Today I feel nearly completely dissatisfied.

I've actually felt this way for a little while.

For a period of time I mistook this for sadness. Now, it's not like I felt depressed (I'm not emo) but there was something missing. It's not that there's something missing though either. It's that there isn't enough to go around to fill the void. The void being my level of satisfaction.

When I looked in the mirror this morning I just sighed and stared. I moisturized my face after getting out of the shower and I smiled. I smiled at the slight improvement that took only seconds. Then I saw it, the recurring flaw. Teeth.

High School is now over and I've finally escaped the torment of my peers. My teeth, they torment everything in my life. I can't smile without being conscious of their astounding grotesqueness.

As I start every day, I have this reminder. So of course I'm thinking of ways to escape this and I can't. In order to do anything, I have to get ready.

What am I getting ready for? Ding! Ding! Ding! More dissatisfaction. I sit in the car for my 20-30 minute ride to the mall where I get to make a nickel for a dime's worth of work. I feel like I could be better elsewhere, not to mention, other people who are less deserving have the jobs and wages that I deserve. It's just so frustrating that I can't get something (that would be beneficial to both sides) without getting upset.

I spoke with Stacy last week and she said that she would talk to Becky and Veronica about how they've been dicking me around and using me. Well, that happened. They didn't even apologize for doing what they did, and Veronica was still really, really bitchy to me. They think they're all hot shit, counting money, and writing e-mails but they can't do what we (associates) do. They can't merchandise and fill out DERs, while ringing and folding down. They're just glorified couch potatoes.

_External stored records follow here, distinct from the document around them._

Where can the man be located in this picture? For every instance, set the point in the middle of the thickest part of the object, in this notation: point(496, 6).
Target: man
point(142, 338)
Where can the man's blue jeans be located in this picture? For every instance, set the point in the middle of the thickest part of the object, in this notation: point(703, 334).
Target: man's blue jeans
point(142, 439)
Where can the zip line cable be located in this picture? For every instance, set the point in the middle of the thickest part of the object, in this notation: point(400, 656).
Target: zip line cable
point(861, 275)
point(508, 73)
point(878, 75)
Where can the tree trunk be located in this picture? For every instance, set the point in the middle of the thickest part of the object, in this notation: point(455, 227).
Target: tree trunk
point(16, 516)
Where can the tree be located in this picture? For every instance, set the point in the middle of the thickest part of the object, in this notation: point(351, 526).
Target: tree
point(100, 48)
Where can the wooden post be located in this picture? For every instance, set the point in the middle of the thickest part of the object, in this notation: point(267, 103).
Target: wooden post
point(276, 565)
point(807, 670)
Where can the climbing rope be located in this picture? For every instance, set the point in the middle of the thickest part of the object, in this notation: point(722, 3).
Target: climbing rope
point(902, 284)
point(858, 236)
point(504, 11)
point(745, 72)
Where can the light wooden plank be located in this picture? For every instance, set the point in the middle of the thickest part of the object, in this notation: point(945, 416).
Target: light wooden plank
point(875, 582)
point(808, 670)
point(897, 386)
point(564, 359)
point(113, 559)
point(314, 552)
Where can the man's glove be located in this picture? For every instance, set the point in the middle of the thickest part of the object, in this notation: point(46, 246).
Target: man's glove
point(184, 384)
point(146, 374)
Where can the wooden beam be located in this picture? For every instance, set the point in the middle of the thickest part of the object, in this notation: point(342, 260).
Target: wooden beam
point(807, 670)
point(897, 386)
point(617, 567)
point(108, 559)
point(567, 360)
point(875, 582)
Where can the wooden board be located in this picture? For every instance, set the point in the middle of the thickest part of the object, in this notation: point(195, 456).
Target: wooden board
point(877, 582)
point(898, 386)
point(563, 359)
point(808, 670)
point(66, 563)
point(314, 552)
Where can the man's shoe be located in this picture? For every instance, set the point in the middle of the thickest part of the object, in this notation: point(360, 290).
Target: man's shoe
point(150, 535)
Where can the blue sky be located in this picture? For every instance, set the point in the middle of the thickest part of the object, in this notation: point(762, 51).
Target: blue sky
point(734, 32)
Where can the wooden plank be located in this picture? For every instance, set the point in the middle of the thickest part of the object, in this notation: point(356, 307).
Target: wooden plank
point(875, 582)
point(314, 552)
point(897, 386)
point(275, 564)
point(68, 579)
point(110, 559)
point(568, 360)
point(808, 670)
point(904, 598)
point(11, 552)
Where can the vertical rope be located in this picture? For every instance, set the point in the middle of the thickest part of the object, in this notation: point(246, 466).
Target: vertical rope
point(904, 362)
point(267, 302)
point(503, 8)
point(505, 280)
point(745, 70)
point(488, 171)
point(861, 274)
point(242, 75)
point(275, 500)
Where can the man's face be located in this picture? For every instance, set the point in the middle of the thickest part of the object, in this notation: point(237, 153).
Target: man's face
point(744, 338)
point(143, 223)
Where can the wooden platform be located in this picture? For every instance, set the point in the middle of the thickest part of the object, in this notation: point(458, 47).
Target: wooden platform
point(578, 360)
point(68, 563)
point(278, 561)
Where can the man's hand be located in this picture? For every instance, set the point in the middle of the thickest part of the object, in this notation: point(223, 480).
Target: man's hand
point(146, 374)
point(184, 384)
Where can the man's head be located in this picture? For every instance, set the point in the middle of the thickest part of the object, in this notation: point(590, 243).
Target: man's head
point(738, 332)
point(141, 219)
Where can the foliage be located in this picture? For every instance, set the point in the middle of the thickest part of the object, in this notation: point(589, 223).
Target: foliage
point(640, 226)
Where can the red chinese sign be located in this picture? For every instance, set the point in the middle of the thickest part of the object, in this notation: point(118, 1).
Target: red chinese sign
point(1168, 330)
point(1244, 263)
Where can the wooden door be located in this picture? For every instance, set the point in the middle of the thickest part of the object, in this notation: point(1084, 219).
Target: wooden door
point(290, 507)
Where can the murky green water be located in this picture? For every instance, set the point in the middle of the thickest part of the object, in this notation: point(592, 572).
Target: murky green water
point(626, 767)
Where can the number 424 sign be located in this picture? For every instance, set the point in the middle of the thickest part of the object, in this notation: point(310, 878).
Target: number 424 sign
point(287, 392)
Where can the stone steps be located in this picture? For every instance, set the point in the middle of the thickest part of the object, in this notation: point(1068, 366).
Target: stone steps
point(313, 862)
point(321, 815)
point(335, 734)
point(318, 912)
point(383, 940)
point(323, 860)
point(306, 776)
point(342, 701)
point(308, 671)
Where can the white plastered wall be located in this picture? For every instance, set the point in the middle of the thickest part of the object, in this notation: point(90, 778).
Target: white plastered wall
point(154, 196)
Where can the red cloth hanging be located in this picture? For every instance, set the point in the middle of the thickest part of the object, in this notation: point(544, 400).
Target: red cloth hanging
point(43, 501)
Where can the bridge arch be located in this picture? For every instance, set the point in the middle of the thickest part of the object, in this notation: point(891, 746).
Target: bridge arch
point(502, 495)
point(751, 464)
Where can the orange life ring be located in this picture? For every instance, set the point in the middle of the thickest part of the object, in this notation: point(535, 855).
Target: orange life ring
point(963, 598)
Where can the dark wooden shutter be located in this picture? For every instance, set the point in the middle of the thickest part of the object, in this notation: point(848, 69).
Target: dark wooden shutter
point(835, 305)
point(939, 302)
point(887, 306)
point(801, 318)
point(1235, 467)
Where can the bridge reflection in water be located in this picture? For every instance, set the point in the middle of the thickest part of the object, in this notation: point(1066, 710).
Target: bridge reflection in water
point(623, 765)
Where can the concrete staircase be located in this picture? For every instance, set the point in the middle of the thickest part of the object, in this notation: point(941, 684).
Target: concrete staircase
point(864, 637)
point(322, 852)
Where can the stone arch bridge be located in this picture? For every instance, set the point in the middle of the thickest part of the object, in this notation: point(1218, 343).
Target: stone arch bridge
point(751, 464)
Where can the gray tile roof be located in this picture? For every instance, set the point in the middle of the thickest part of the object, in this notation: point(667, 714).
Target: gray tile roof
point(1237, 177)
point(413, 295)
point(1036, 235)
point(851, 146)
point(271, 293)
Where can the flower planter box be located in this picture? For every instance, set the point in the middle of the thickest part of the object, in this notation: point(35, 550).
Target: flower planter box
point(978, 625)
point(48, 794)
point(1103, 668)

I've been looking for a new job, but it has proven difficult.

My third level of dissatisfaction roots from money. Fucking money. FUCK money. I never have enough, it's inconsistent, and is the only way to get or do anything. I used to not mind looking rich but always being extremely broke, thinking "things will get better". Delusional... right? I'd rather look poor and feel rich than this. I can't enjoy a damn thing without it either.

On my way to school the other day, someone won a brand-new car. I didn't smile. I was jealous. I hated her. Good things don't come to those who wait OR those who go after them. Everything's just luck of the draw and you just have to hope that you won't end up dissatisfied.